Suppose that the host 300 desires to read this data in 16-bit quantized format. When 16-bit quantized data is required, the data storage device 100 needs to read only the top and upper pages. A 64 KB vector can be converted to a 32 KB vector after 16-bit quantization. A 16-bit quantized read request of such a vector can be completed in 4+3=7 steps. A 64 KB vector in full precision can require 4+4+3+4=15 steps. This step number is the same as that of a normal read operation. FIG. 11 is a table showing the number of sensing steps needed to read 16-bit quantized data. It should be noted that the example 4-4-3-4 encoding can have a different latency for page accesses compared to other encoding, and the embodiments can be modified for a different encoding. For example, in some encoding schemes, say 3-4-4-4, the lower page would have the least-latency-oriented access.

As shown in FIG. 12, the host 300 and the data storage device 100 can communicate write requests and read data. The data storage device 100 can share the quantized or full data set with the host 300 based on a pre-determined method. Two such methods are described below, but any other suitable method can be used. For the sake of simplicity, it is assumed that the data is written in a 32-bit vector size. A full-precision read operation retrieves the data in the same 32-bit vector format. A quantized read operation retrieves the data in 16-bit vector format. But the same concept can be extended when the quantization is required in a 24- or 8-bit vector size.

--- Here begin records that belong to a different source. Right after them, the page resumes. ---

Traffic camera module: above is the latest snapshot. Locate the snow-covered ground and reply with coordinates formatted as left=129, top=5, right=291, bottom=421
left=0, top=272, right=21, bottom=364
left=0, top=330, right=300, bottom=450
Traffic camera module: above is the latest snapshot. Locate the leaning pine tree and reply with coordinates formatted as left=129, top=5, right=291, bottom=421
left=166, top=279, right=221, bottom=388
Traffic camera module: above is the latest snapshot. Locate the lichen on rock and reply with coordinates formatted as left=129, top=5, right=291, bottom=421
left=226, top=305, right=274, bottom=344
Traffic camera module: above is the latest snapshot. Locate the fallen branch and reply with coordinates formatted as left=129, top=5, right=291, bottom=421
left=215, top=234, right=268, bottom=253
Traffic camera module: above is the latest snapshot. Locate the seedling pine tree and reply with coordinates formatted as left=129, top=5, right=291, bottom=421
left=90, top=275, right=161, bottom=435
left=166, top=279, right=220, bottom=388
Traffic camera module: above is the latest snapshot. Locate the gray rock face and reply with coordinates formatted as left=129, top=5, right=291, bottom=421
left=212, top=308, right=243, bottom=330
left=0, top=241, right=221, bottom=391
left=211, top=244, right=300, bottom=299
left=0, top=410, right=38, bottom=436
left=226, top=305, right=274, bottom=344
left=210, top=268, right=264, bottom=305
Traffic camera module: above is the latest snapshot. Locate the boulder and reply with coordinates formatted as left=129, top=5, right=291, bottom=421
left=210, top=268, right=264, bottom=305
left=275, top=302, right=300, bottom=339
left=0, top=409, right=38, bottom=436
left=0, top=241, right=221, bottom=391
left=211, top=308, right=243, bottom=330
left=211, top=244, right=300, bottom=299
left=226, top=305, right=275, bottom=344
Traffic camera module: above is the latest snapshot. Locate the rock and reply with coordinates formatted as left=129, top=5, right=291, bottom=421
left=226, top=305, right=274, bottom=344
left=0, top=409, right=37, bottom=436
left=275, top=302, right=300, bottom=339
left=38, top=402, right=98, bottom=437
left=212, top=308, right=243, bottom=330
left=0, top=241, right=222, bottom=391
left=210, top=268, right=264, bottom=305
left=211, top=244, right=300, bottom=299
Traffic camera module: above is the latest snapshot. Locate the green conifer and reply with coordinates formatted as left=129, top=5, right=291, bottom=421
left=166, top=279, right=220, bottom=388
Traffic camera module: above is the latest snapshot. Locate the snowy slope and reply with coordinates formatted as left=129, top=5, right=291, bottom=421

One host communication method uses a special logical block address (LBA) range for quantized data. In this configuration, the data storage device 100 acts as AI/ML specialized storage device. With reference to FIG. 13, in this method, a range of LBAs are reserved for writing the data for which quantization may be required. This LBA range can be called as QUANTIZATION_REQUIRED_LBA_RANGE. It starts at X LBA, and total number of LBAs in this range are N. Another range of LBAs (QUANTIZED_ DATA_LBA_RANGE start: Y, length: N/2) provides 16-bit quantized data. These are read-only LBAs in this example.

The host 300 can write data vectors into the QUANTIZATION_REQUIRED_LBA_RANGE LBA range. This data can be stored into the memory 104 of the data storage device 100 using the write method described above. If there are 32-bit data vectors in this range, the total number of vector elements that can be stored can be calculated using the following formula: Max number of vector elements=(N*size of LBA in bytes)/4. The host 300 can read the written data in full precision if it issues a read command in the QUANTIZATION_REQUIRED_LBA_RANGE LBA range. The data will be retrieved in a 32-bit vector size. When the host 300 desires to read the data in a 16-bit quantized format, the host 300 can issue a read command in the QUANTIZED DATA_LBA_RANGE range, and the data storage device 100 can provide the data in the 16-bit quantized format.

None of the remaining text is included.